米国の前政権のオバマ大統領の時代に、3、4位のTモバイルとスプリントの合併話が持ち上がりましたが、政権側に意向によって実現しませんでした。
最近、再び、スプリントとTモバイルとの合併話がありましたが、経営の主導権争いでこの話はまとまらなかったようです。孫社長としては、経営の主導権を奪われるような合併話には乗れなかったようです。これを受けて、スプリントの株は失望売りで少し下落しています。
さて、スプリントの業績と株価の推移をみて、今後の業績と株価の予想・見通しを立ててみたいと思います。
スプリントの売上高、EBITDA、純利益の推移
スプリントの売上高、EITDA、純利益の推移を見ましょう(下図)。
青色が売上高、黄色がEBITDA、赤色が純利益です。2008年に大きく利益を下げてから最近までずっと純利益がマイナスですね。。。2013年にソフトバンクがこのスプリントを買収しましたが、ソフトバンクのお荷物と言われる理由がわかりますね。。。

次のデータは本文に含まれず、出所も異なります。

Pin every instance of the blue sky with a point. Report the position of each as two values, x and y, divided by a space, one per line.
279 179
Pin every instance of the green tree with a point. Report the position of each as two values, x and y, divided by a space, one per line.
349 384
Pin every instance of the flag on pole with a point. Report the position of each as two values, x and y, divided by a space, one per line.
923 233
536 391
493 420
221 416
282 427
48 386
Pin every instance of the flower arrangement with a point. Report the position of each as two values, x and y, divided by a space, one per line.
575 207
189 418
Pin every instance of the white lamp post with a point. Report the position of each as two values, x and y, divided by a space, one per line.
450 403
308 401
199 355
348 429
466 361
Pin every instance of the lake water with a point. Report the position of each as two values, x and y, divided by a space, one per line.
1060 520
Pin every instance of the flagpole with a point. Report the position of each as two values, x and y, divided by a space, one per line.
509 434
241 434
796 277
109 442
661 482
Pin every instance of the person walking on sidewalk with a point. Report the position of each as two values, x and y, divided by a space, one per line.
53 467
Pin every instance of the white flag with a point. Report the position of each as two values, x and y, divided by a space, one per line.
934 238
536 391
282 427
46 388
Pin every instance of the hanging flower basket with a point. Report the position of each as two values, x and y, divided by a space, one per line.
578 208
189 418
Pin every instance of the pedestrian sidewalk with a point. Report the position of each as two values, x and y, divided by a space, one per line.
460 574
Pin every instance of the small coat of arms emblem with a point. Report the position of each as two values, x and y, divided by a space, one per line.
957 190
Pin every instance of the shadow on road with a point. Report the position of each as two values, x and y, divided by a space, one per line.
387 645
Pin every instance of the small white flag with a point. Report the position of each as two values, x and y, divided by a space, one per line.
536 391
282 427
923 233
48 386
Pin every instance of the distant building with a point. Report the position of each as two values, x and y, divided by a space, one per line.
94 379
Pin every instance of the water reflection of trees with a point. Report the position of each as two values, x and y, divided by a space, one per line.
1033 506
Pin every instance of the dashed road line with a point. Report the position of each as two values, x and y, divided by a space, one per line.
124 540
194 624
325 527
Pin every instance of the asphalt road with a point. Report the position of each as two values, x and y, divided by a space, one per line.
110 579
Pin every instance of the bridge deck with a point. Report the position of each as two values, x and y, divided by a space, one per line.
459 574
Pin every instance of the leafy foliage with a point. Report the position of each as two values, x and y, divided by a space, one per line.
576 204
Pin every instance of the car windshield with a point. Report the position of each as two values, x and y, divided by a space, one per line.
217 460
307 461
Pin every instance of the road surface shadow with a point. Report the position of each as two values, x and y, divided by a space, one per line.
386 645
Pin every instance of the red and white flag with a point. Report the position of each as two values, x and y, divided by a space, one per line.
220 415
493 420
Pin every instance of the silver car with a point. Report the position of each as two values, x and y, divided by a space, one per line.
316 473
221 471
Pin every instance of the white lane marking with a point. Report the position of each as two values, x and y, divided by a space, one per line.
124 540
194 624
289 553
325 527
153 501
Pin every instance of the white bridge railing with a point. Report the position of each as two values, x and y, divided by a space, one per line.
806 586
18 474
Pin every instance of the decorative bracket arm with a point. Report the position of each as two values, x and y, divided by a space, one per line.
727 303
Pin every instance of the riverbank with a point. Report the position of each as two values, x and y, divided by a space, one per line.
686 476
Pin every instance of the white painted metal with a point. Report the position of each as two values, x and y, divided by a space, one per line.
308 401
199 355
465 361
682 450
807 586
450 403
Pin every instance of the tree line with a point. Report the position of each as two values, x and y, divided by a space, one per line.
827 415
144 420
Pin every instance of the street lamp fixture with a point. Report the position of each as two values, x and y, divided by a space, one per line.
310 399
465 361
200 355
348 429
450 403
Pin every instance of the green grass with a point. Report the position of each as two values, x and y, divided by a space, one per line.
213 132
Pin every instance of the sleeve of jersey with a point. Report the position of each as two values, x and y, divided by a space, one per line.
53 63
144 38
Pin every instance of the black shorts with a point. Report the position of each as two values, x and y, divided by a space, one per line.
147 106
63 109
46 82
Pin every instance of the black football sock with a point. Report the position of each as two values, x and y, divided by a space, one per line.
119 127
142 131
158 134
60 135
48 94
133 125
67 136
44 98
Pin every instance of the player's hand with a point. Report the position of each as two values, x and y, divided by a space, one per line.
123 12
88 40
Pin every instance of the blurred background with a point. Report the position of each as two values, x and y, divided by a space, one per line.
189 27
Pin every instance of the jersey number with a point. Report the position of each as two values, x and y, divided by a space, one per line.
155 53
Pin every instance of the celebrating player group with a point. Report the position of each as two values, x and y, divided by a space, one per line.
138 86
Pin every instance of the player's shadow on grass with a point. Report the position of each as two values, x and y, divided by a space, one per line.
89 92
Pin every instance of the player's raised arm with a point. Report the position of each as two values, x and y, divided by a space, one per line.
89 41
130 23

上の図で、EBITDA(黄色)と純利益(赤色)だけ取り出したのが下図です。
ソフトバンクがスプリントを買収した2013年以降、純利益の回復は微々たるものですが、EBITDAは順調に伸びてきています。これはスプリントにとって追い風ですね。
スプリントのキャッシュフローの推移
次にスプリントのキャッシュフローについて見てみましょう(下図)。
青色が営業キャッシュフロー、黄色が投資キャッシュフロー、赤色が財務キャッシュフローです。この図を気づくことは、2014年に財務キャッシュフローは大きくプラス、投資キャッシュフローが大きくマイナスになっています。これは、ソフトバンクがスプリントを買収して、スプリントの貧困な通信設備などに大きく投資をしたことを示しています。
スプリントのバランスシートの推移
スプリントのバランスシートの各項目の推移を見てみましょう(下図)。
青色が総資産で、黄色が自己資本、赤色が流動資産、水色が負債、緑色が流動資産です。ソフトバンクの傘下に入った後に、総資産、負債共に増えていますが、ネット回線への投資に回されているので心配する必要はないでしょう。
スプリントの利益構造
これまで、スプリントの損益計算書、バランスシート、キャッシュフローの推移を見てきました。スプリントはソフトバンクの連結子会社ですので、スプリントの業績は、ソフトバンクの業績にそのまま反映されます。ソフトバンクの決算発表の資料から、さらに細かく、損益計算書の項目である売上高、費用、営業利益、純利益などの推移をみてみましょう。
次の図はスプリントの売上高の推移です。
売上高はここ数年変わっていないですね。スプリントは値引き合戦をしているので、売上はなかなか伸びないのは仕方ないところです。スプリントの親会社のソフトバンクは、はじめに大きく値引きして客を引き寄せてから、後からガッツリ儲けるという孫正義流の「損して得取れ」作戦が大得意です。このスプリントも同じ戦略をとっていますね(笑)
次に、スプリントの費用の推移をみてみましょう。
売上高はあまり変わっていませんが、コスト削減ができているようです。これまで、スプリントは設備などに大きく投資をしてきましたが、そろそろ反転攻勢の時期に入ってきているようです。
さて、次はスプリントのEBITDAです(下図)。
EBITDAは、営業利益に償却費を足したもので、営業キャッシュフローとほぼ同じと考えて良いです。EBITDAは順調に伸びており、キャッシュは着実にスプリントに入ってくるようになっています。
次に営業利益をみてみましょう(下図)。
EBITDAから償却費を引いた営業利益も順調に伸びています。スプリントは大きく投資をしていますので、どうしても償却費が大きくなりますが、しっかりと営業利益も伸ばしています。
次にスプリントの純利益を下図でみてみましょう。
スプリントの純利益もやっと黒字になってきました。スプリントは有利子負債が大きいので、利子負担の為に営業利益から比べると、純利益がだいぶ低くなってしまいます。ただ、ようやく利子を払っても、純利益が黒字転換してきました。これから、スプリントの反転攻勢が始まりそうです。
スプリントの回線品質
スプリントの回線品質は、どれくらい改善しているでしょうか?これまでスプリントの回線は、AT&Tやベライゾンなど他社よりも質が悪いと言われていました。ただ、これもソフトバンクの傘下に入ったことによりだいぶ改善してきたようです。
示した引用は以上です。